In April 1992, Chris McCandless, a young man from a well-to-do family, hitchhiked to Alaska and walked alone into the wilderness. He had given all his savings to charity, abandoned his car and possessions, burnt all the money in his wallet, and invented a new life for himself. Four months later, his decomposed body was found by a hunter. This is an entirely true story.
You may have come across the story of Chris McCandless, or 'Alexander Supertramp' (his adopted name) one way or another before, but if you haven't then John Krakuer's book is as good a place to start as any. The story has already been turned into a film (with the same title) and if you're slightly more 'visual' then that is an extremely well crafted depiction of a passionate young guy having what turns out to be an incredibly intense adventure.
After flying through university Chris was expected to go on to law school and forge a successful career for himself, his next steps were the opposite, burning his cash and going off the radar Chris' sole aim became to get to Alaska and attempt to live a back to basics existence for a few months. The book (and film) cleverly show that even before getting to Alaska he had one hell of a journey, meeting many interesting people who were willing to offer him help, and getting himself into a few scrapes in places all over the US (and Mexico briefly).
Chris McCandless has been adored for diving into a nomadic lifestyle as well as criticised for his head-first wrecklessness, either way at the time he was doing what he thought he needed to and more importantly, wanted to. I don't think it's our place to judge him to harshly and I'll let you make up you own mind but I hope that one way or another his enthusiasm and willingness to challenge the norm will inspire a small part of you.
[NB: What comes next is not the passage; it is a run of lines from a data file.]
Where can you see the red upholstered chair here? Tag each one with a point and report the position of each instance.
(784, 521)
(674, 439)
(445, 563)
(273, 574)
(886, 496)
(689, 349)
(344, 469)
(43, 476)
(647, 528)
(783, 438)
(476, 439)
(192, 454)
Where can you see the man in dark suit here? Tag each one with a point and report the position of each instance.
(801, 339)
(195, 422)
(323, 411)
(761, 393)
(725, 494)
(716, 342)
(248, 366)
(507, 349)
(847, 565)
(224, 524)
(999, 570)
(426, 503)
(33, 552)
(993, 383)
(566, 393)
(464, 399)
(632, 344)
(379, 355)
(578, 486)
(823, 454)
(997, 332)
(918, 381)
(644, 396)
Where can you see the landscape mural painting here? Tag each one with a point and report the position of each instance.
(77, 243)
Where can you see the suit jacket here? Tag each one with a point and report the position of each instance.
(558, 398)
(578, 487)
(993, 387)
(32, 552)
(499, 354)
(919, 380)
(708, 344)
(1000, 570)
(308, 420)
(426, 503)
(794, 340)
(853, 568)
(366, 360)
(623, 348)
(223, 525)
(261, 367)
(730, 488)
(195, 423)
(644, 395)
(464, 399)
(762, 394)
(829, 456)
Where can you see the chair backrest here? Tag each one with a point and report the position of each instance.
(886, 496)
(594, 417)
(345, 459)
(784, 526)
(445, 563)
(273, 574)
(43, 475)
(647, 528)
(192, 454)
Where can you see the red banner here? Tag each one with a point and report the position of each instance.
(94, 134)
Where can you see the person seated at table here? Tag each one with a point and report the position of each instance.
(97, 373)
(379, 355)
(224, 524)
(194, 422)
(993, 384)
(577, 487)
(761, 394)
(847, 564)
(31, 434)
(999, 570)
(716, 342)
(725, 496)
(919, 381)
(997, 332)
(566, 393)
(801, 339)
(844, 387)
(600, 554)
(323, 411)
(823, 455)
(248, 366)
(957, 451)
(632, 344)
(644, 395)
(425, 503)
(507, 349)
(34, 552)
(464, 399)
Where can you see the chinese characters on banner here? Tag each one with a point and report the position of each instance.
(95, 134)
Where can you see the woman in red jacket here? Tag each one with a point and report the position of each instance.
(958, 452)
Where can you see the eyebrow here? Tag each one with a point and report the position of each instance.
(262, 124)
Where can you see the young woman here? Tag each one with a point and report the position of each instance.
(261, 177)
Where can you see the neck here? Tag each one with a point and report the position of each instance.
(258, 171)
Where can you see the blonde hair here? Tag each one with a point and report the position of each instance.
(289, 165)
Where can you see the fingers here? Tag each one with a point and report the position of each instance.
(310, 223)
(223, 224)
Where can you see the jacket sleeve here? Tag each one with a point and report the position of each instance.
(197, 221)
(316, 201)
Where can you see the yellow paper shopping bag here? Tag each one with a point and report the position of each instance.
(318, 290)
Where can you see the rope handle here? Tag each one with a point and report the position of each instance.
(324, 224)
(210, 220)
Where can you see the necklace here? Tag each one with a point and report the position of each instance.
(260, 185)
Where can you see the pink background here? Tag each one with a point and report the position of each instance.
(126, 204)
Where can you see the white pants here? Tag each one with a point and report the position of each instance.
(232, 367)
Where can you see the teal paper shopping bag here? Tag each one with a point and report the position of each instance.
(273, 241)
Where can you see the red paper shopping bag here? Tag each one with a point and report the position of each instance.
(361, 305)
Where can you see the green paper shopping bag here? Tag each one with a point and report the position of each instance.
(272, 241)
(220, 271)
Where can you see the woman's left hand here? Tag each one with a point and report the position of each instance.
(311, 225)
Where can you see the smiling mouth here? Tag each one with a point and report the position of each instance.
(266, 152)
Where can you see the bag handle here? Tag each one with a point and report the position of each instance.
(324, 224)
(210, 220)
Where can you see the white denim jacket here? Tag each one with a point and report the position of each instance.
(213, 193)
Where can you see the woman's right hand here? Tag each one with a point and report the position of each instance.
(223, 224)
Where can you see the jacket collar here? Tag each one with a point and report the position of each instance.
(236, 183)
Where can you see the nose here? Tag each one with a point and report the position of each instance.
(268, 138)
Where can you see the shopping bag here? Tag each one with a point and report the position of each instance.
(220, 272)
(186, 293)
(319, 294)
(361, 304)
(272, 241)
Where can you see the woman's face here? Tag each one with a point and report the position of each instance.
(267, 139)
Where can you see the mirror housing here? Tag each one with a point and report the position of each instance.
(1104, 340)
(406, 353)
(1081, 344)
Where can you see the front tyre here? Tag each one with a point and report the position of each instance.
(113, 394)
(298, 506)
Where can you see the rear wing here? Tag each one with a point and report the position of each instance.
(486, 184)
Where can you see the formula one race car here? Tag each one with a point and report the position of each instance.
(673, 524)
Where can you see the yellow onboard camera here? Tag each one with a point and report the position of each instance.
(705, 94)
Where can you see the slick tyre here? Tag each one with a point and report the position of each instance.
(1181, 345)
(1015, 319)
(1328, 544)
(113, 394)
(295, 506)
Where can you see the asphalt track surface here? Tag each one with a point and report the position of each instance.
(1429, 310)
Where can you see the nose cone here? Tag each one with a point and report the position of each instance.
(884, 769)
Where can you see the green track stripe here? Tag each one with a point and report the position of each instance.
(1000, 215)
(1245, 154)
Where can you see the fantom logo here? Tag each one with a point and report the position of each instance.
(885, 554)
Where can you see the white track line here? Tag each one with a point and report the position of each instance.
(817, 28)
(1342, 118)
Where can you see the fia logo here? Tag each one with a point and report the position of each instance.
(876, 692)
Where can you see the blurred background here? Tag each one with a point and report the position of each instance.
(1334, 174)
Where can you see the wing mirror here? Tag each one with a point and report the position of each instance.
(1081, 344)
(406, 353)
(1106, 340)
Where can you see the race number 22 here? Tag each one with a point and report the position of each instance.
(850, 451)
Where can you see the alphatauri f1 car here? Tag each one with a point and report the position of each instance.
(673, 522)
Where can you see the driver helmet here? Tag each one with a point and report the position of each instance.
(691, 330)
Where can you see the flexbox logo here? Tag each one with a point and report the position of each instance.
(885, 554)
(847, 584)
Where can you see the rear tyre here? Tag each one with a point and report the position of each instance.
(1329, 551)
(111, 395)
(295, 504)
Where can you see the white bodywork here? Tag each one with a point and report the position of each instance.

It is clear by my review that this story is bigger than just a book and punching the name Chris McCandless into Google you'll soon realise that, but I can highly recommend that John Krakauer's book is a thoroughly captivating and well-researched depiction of the tale. Krakauer originally reported on the story for Outside magazine before going on to write the book. A fascinating and detailed account of Chris McCandless' encouraging adventure. A wandering idealist who perhaps some of us feel naturally aligned with, or jealous of, or just respectful towards. Whatever your stance on his approach it's a story you'll pass on whether the book, the film or internet chat rooms provide the resource.